On June 21, 2018, mayors from the U.S. Conference of Mayors and politicians from across the United States were denied entry to the tent city. Hurd was able to tour the facility on June 15.

== Operations ==
Operations were contracted to BCFS Health and Human Services, a San Antonio faith-based nonprofit. Costs were estimated to be between $750-$1,200 for each minor per night. As of November 2018, the 2,100 staffers had not passed FBI fingerprint background checks, a requirement waived by Scott Lloyd, now former director of HHS's Office of Refugee Resettlement.

BCFS has operated facilities for unaccompanied migrant minors in multiple states since the Obama administration.

== Criticism ==
Texas State Senator José R. Rodríguez called housing children in the shelters "totally inhumane and it is outrageous." The area was currently experiencing 100 to 105 degrees Fahrenheit weather. Texas State Representative César Blanco said that housing immigrant children in tents was "dehumanizing and tarnishes Texas' tradition of welcoming immigrants."

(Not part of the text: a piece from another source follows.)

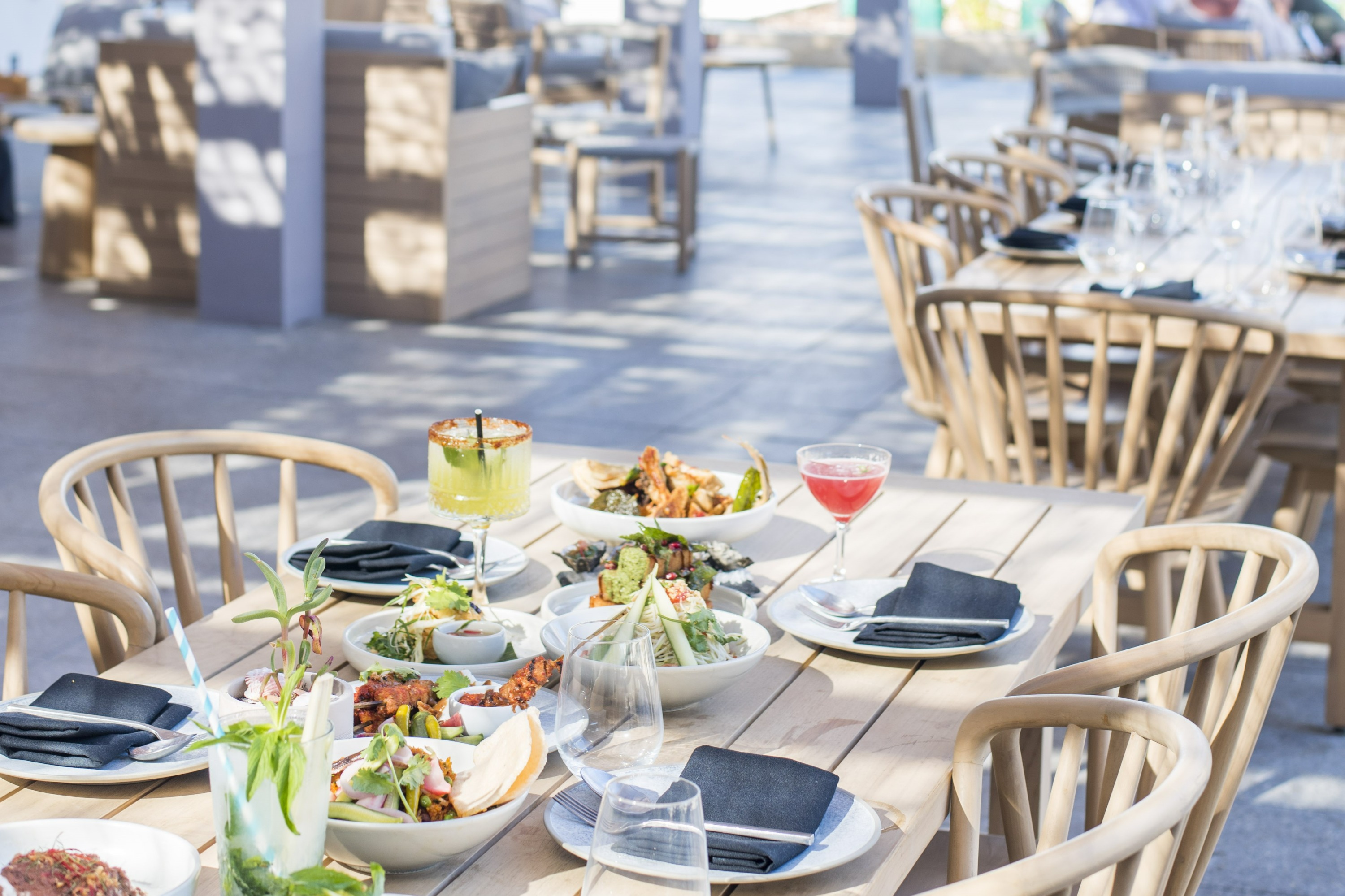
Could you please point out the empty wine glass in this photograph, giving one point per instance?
(1105, 242)
(649, 839)
(608, 712)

United States Representative Beto O'Rourke led hundreds on a protest march to the site of the tent city on June 17, 2018.

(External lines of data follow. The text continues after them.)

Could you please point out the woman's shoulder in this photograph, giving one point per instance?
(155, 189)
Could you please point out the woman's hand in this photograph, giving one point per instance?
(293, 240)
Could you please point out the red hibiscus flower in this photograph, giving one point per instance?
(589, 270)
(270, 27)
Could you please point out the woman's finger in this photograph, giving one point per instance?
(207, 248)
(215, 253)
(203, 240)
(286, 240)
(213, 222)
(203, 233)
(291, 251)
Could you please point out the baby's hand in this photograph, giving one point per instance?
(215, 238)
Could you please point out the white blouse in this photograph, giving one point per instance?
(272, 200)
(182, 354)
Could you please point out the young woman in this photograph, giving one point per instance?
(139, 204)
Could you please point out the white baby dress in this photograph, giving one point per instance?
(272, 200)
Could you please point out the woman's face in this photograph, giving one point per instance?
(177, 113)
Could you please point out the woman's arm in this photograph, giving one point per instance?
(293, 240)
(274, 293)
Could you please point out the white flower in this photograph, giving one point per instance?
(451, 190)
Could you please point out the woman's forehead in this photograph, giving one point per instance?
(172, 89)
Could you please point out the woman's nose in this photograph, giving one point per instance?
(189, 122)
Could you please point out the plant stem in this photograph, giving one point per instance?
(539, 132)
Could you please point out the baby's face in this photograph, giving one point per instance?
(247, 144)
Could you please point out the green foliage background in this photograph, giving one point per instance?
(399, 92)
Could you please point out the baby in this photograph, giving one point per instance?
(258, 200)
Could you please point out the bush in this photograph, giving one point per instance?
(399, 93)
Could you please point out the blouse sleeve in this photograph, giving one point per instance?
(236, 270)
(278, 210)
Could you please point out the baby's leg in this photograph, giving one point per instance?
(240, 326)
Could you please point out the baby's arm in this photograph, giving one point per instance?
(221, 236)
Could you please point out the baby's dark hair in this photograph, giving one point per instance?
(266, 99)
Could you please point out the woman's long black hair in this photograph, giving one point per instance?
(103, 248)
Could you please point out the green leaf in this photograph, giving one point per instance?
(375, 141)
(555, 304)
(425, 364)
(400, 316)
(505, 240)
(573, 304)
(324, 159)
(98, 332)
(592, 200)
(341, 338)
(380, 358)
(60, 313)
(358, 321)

US Representatives Rosa DeLauro (of Connecticut) and Lucille Roybal-Allard (California) called for the closure of the camp in a December 3, 2018 letter to HHS Secretary Alex Azar. In the letter, they stated, "The administration is using this facility, which is on federal land and unregulated by State child welfare authorities, to evade requirements and standards for the care of children."

== Closure ==
According to Kevin Dinnin, president of BCFS, the camp closure initiated after the contractor refused to continue expanding operations. The day after the refusal, Department of Health and Human Services announced that the strict background requirement for sponsor households would be reversed, expediting the rate of sponsorship placements. It was announced that all detained children had been sponsored or transferred to other shelters on January 11, 2019.